Ein genauerer Blick auf die drei genannten Firmen liefert wertvolle Erkenntnisse über die Arbeitsweise der US-Kleptokratie. In allen drei Firmen hält Donald Trump Aktienanteile: Chevron, Halliburton und Schlumberger (lest diesen Satz bitte noch einmal). Die drei Hauptprofiteure der Trumpschen Sanktionspolitik werden künftig enorme Gewinne einstreichen – und damit auch die Privatschatulle des US-Präsidenten füllen. Bereits im Präsidentschaftswahlkampf kündigte Trump an, er wolle die USA wie einen Konzern führen – das war damit gemeint.
Doch war im Wahlkampf 2016 noch Hillary Clinton die Kandidatin, die die mit Abstand üppigsten Spenden von Chevron erhielt, überreichte der Öl-Multi Donald Trump zu seiner Amtseinführung 2017 einen Scheck in Höhe von 525.000 US-Dollar und fährt dafür nun die Rendite ein (auch die sich durch Trumps Sanktionen einer feindlichen Übernahme ausgesetzten PDVSA-Tochter Citgo schenkte Trump eine halbe Million Dollar).
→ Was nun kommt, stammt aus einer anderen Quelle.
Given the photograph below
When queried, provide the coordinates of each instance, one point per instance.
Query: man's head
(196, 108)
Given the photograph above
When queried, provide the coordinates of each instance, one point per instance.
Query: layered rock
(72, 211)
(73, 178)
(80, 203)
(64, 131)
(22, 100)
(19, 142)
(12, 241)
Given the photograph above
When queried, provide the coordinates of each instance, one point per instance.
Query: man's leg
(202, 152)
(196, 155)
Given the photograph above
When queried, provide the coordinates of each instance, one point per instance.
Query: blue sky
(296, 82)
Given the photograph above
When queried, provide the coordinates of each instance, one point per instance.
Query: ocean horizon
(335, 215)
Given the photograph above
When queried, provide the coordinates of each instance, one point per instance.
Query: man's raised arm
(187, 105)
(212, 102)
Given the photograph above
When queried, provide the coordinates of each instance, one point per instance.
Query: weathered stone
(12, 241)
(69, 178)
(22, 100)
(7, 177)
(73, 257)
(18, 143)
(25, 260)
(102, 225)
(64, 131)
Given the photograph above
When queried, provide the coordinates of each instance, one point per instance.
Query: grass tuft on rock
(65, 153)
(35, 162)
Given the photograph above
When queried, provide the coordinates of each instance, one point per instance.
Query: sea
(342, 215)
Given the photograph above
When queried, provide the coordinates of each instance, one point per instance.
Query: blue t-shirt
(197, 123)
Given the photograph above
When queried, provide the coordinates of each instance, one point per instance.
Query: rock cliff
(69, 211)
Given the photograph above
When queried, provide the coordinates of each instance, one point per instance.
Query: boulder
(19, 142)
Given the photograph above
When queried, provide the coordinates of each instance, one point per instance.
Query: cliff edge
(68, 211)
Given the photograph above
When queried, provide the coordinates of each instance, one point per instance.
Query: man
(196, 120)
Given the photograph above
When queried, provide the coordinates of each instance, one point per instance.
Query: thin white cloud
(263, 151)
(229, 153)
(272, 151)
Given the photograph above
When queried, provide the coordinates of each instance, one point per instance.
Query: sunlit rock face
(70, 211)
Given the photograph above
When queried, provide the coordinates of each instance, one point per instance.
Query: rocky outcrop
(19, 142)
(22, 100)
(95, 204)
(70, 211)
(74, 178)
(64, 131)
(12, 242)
Neben dem größten Öldienstleister der Welt, Schlumberger – der ebenso wie Chevron Connections zu Demokraten und Republikanern pflegt – offenbart insbesondere die Aufnahme von Halliburton in die illustre Liste der drei Profiteure den Fakt, dass sich die US-amerikanische Kleptokratie (die „Herrschaft der Diebe“ also) über Ideologie- und Parteigrenzen hinweg organisiert. Der Öldienstleister war einer der Hauptprofiteure der illegalen Irak-Invasion 2003 und erhielt in diesem Zuge ohne Ausschreibungen öffentliche Milliarden-Aufträge im vernichteten Irak. Der damalige US-Vizepräsident Dick Cheney war lange CEO des Konzerns, auch ist die Bush-Dynastie selbst eng mit ihm verwoben – jene Bushs, Mitglieder des „Never Trump“-Camps, die sich aktuell als größte Kritiker des Despoten Trump in Szene setzen und so, äußerst erfolgreich, ihr Image als Kriegsverbrecher und Massenmörder loszuwerden versuchen.
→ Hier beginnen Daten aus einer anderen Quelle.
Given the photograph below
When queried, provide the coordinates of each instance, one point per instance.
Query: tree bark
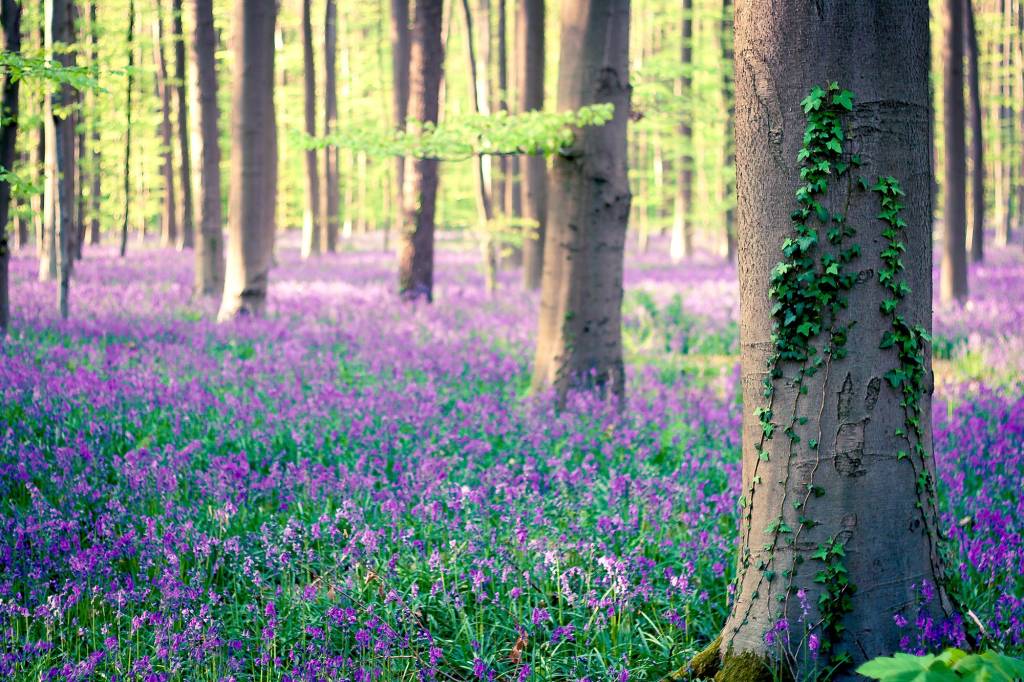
(187, 232)
(254, 163)
(169, 215)
(682, 228)
(579, 343)
(529, 77)
(846, 448)
(206, 145)
(977, 140)
(127, 167)
(329, 218)
(10, 24)
(416, 248)
(400, 55)
(310, 219)
(953, 278)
Wenn es darum geht, Bodenschätze fremder Länder zu stehlen, lässt das US-Establishment das Geplänkel vermeintlicher Grabenkämpfe, das Kleinklein des Politalltags, hinter sich und steht dank ihrer unstillbaren Gier als einendes Moment in treuer Komplizenschaft beim großen Raubzug eng beieinander.
Unzählige Male verteidigte Donald Trump vor Medienvertretern, Militärs und auf Wahlkampfveranstaltungen sein militärisches Dogma des „Dem Sieger die Beute“. Gegenüber ABC News’ George Stephanopoulos erklärte er etwa, „In den alten Zeiten, weißt Du, wenn es einen Krieg gab, gehörte dem Sieger die Beute“, und meinte damit im Kontext der illegalen Irak-Invasion 2003 hinsichtlich des irakischen Öls: „Du gehst rein. Du gewinnst den Krieg, und du nimmst es dir.“
Dieses Dogma – welches die Lehrbuchdefinition imperialistischer Philosophie darstellt – erleben wir aktuell in Venezuela. Und auch wenn nach bald zwei Dekaden des schändlichen „War on Terror“ eine Invasion des US-Militärs in einem Land außerhalb der arabisch-islamischen Welt irgendwie sonderbar anmuten mag, ist sie dieser Tage alles andere als „vom Tisch“.
Kriegsspiele
Auf die Frage eines Reporters, ob in Venezuela möglicherweise „US-Streitkräfte involviert“ würden, antwortete Trumps Sicherheitsberater Bolton: „Der Präsident hat diesbezüglich äußerst deutlich gemacht, dass weiterhin alle Optionen auf dem Tisch liegen.“ Kein Jahr im Amt drohte Trump bereits im August 2017 mit einer „militärischen Operation“ gegen Venezuela und suchte sich unverhohlen Verbündete in Lateinamerika für eine Invasion des Landes. Vor wenigen Tagen erneuerte Trump die Drohung einer militärischen Operation.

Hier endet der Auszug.